Arriving in Yosemite Valley, I find myself asking that perennial question, "What would Ansel Adams do?"
The landscape pioneer was, at the very least, a lucky guy. To be part of the first generation of artists to discover the high Sierra and create a body of work that defines the place to this day. It feels like we all spend a lot of time looking for the old master's tripod marks.
Now, of course, everyone is a photographer, dangling iPhones and digital slr's, spouting megapixels and dragging tripods through the woods while wearing the obligatory khaki photo vest. What would Ansel make of all this? The park's change from wilderness to amusement park?

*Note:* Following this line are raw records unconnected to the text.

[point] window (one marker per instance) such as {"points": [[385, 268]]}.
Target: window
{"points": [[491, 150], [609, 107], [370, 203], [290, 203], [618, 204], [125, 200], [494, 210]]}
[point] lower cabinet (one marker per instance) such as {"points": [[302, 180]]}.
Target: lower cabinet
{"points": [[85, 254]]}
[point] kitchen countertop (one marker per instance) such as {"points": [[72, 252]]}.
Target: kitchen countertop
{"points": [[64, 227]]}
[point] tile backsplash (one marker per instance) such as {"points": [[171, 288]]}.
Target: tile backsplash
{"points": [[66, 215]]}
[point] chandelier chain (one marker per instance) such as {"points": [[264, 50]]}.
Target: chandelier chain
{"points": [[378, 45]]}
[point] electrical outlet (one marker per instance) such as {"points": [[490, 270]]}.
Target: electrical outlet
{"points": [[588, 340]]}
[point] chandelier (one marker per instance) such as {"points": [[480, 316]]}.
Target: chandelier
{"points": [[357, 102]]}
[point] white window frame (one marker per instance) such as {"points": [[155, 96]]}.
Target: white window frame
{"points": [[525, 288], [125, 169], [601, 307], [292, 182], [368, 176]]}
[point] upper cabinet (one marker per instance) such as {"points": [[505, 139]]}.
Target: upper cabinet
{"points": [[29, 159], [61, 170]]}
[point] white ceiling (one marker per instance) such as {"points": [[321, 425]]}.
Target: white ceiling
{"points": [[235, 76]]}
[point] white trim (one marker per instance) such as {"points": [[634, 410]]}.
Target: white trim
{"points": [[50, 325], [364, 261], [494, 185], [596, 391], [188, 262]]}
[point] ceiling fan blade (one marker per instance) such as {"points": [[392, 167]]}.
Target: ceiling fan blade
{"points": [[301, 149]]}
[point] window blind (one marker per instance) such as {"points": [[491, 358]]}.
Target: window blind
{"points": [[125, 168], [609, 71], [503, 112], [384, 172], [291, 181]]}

The landscape itself is unchanged, unchanging, but I wonder if the spirit isn't slowly leaching away, tiny parts of its soul stolen with each mindless snapshot.
I arrive in the valley long after dark and drive to the classic Yosemite Valley overlook. It's now a parking lot, with overflow across the busy highway. Even at 11:00pm, a half-dozen tourists cluster around digital cameras trying to capture the vista lit by a rising moon. I join the throng, watching ghostly light on El Capitan and the valley beyond. I drive the park road and hike around for hours, watching the summer stars circle overhead, the landscape gone spooky and leached of color by the full moon's glow.
By four, I'm fading and desperate for sleep. WWAAD? Maybe he'd gut it out until that magic sunrise light. But whatever he did, I'm pretty sure that he would be smart enough not to wind up sleeping curled up in the front seat his car.
And even if he did, I bet he never woke up as I did to a family taking snapshots while he drooled in his sleeping bag.